Department of General Practice, Amsterdam UMC, Vrije Universiteit Amsterdam, de Boelelaan 1117, 1081 HV, Amsterdam, The Netherlands.
Amsterdam Public Health Research Institute, Amsterdam, The Netherlands.
Qual Life Res. 2024 Nov;33(11):2963-2973. doi: 10.1007/s11136-024-03763-4. Epub 2024 Aug 22.
The minimal important change (MIC) in a patient-reported outcome measure is often estimated using patient-reported transition ratings as anchor. However, transition ratings are often more heavily weighted by the follow-up state than by the baseline state, a phenomenon known as "present state bias" (PSB). It is unknown if and how PSB affects the estimation of MICs using various methods.

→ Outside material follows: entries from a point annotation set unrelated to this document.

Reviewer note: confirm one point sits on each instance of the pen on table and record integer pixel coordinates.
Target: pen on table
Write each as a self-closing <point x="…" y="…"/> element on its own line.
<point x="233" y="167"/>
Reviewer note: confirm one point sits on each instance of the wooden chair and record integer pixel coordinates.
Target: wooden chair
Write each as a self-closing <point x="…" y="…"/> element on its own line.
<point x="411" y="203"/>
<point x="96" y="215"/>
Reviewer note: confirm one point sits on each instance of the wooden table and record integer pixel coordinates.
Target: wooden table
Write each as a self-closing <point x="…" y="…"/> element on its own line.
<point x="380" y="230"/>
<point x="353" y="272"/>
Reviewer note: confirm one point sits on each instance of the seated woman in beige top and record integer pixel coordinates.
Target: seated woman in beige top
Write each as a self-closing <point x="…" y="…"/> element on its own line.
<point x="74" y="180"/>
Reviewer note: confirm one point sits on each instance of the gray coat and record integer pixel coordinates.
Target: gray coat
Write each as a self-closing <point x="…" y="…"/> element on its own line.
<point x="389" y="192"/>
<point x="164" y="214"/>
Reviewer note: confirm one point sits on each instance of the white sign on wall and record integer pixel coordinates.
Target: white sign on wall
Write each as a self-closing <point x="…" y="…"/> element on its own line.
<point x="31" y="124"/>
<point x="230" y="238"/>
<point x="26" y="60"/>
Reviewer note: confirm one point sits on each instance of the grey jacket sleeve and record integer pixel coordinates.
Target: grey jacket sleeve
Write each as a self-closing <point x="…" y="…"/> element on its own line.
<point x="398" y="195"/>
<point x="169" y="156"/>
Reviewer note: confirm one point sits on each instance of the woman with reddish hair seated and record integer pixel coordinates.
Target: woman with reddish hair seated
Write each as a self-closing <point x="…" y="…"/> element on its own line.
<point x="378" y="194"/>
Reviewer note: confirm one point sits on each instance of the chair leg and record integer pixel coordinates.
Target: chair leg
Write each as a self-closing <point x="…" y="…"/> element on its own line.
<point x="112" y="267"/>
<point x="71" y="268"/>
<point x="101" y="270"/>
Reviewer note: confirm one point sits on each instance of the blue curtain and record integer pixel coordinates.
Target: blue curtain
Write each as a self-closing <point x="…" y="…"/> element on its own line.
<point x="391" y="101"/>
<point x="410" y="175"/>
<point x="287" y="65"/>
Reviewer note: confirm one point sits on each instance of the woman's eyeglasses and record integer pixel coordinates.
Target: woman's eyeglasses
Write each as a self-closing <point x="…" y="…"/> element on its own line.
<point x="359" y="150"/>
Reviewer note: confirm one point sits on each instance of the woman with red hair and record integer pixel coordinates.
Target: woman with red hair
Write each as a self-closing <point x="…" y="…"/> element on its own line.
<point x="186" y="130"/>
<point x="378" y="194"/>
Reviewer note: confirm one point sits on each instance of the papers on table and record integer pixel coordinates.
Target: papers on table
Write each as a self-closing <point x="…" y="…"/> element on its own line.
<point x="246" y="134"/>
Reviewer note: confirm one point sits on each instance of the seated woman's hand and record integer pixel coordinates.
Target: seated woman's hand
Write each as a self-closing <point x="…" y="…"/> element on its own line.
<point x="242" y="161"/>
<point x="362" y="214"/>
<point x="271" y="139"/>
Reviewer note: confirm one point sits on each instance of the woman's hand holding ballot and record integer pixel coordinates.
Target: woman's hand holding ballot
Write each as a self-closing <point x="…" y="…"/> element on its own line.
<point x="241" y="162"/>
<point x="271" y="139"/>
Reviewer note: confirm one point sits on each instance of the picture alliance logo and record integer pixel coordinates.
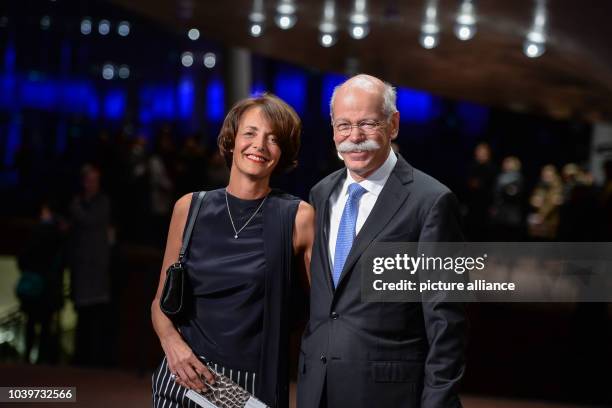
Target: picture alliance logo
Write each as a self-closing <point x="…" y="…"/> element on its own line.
<point x="411" y="264"/>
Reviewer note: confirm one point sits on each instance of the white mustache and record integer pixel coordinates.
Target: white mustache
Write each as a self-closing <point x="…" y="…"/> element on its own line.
<point x="366" y="146"/>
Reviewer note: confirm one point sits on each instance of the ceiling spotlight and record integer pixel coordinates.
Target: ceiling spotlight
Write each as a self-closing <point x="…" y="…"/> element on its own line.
<point x="465" y="23"/>
<point x="359" y="31"/>
<point x="86" y="26"/>
<point x="108" y="71"/>
<point x="257" y="18"/>
<point x="533" y="50"/>
<point x="123" y="29"/>
<point x="359" y="27"/>
<point x="104" y="27"/>
<point x="430" y="29"/>
<point x="535" y="43"/>
<point x="429" y="41"/>
<point x="256" y="30"/>
<point x="193" y="34"/>
<point x="285" y="14"/>
<point x="187" y="59"/>
<point x="124" y="72"/>
<point x="210" y="60"/>
<point x="327" y="40"/>
<point x="328" y="27"/>
<point x="45" y="22"/>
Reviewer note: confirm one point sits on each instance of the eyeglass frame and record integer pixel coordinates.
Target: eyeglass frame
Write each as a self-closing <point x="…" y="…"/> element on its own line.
<point x="347" y="132"/>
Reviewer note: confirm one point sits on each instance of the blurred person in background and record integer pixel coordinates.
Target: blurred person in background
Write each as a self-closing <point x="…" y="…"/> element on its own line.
<point x="161" y="173"/>
<point x="40" y="286"/>
<point x="246" y="241"/>
<point x="192" y="166"/>
<point x="507" y="218"/>
<point x="605" y="203"/>
<point x="218" y="174"/>
<point x="479" y="196"/>
<point x="579" y="214"/>
<point x="545" y="200"/>
<point x="91" y="237"/>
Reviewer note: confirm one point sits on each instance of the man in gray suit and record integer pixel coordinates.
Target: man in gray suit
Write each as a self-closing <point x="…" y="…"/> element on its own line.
<point x="359" y="354"/>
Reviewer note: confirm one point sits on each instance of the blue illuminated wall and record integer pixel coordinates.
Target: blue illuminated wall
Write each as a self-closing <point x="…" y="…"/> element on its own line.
<point x="215" y="101"/>
<point x="290" y="86"/>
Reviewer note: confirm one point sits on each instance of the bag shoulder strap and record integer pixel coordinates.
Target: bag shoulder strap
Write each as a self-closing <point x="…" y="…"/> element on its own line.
<point x="190" y="223"/>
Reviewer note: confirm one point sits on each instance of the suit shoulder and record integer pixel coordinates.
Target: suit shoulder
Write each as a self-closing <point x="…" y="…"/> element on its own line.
<point x="314" y="191"/>
<point x="282" y="195"/>
<point x="428" y="186"/>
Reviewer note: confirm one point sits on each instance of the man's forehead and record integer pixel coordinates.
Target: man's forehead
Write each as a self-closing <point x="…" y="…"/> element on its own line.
<point x="357" y="99"/>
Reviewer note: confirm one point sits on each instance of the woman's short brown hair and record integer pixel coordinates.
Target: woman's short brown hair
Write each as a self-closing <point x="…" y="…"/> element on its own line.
<point x="285" y="124"/>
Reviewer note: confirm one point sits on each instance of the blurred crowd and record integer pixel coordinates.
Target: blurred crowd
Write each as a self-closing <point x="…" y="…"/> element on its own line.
<point x="89" y="200"/>
<point x="111" y="191"/>
<point x="563" y="205"/>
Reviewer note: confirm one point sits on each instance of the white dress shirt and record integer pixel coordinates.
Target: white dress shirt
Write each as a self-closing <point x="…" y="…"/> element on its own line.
<point x="373" y="184"/>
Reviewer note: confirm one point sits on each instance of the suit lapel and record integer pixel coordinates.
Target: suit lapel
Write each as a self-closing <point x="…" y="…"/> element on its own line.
<point x="326" y="193"/>
<point x="391" y="198"/>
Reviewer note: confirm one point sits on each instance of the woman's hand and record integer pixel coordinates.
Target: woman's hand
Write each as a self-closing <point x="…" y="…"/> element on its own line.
<point x="190" y="372"/>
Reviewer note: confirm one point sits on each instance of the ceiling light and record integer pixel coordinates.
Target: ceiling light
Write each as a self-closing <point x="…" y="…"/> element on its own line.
<point x="210" y="59"/>
<point x="430" y="28"/>
<point x="328" y="26"/>
<point x="535" y="41"/>
<point x="285" y="14"/>
<point x="359" y="27"/>
<point x="256" y="30"/>
<point x="104" y="27"/>
<point x="465" y="23"/>
<point x="257" y="18"/>
<point x="108" y="71"/>
<point x="193" y="34"/>
<point x="187" y="59"/>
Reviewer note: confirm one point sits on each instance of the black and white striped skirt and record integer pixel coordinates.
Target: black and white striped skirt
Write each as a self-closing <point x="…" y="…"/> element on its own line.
<point x="168" y="394"/>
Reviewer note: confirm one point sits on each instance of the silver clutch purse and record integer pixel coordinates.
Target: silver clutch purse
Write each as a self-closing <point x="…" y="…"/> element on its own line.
<point x="225" y="393"/>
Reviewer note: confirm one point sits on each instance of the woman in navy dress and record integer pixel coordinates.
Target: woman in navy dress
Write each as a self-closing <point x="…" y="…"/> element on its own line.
<point x="248" y="244"/>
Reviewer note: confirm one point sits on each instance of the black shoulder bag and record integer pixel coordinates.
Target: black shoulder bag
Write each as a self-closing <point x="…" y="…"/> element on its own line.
<point x="175" y="295"/>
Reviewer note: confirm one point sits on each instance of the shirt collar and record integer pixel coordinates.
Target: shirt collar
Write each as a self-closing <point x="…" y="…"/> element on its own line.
<point x="376" y="181"/>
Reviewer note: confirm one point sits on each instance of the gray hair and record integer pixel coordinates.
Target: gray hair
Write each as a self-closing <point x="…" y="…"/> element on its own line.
<point x="389" y="98"/>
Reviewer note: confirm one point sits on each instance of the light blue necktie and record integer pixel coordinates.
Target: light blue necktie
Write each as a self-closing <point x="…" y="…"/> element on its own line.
<point x="346" y="230"/>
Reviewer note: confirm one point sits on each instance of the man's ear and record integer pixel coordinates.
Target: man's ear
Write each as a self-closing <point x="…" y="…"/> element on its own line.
<point x="394" y="125"/>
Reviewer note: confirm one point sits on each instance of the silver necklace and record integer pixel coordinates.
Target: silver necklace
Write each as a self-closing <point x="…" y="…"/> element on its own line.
<point x="236" y="233"/>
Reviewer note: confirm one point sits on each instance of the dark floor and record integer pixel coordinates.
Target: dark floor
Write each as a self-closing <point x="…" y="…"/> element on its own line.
<point x="117" y="389"/>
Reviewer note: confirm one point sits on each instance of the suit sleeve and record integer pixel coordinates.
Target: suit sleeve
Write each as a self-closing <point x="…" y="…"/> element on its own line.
<point x="445" y="322"/>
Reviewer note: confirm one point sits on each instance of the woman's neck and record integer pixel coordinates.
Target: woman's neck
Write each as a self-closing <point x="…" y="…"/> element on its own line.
<point x="247" y="188"/>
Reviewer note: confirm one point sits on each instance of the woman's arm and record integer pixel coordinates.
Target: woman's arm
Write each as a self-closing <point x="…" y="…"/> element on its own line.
<point x="303" y="237"/>
<point x="181" y="360"/>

We simulated 3240 samples in which the true MIC was simulated as the mean of individual MICs, and PSB was created by basing transition ratings on a "weighted change", differentially weighting baseline and follow-up states. In each sample we estimated MICs based on the following methods: mean change (MC), receiver operating characteristic (ROC) analysis, predictive modeling (PM), adjusted predictive modeling (APM), longitudinal item response theory (LIRT), and longitudinal confirmatory factor analysis (LCFA). The latter two MICs were estimated with and without constraints on the transition item slope parameters (LIRT) or factor loadings (LCFA).
PSB did not affect MIC estimates based on MC, ROC, and PM but these methods were biased by other factors. PSB caused imprecision in the MIC estimates based on APM, LIRT and LCFA with constraints, if the degree of PSB was substantial. However, the unconstrained LIRT- and LCFA-based MICs recovered the true MIC without bias and with high precision, independent of the degree of PSB.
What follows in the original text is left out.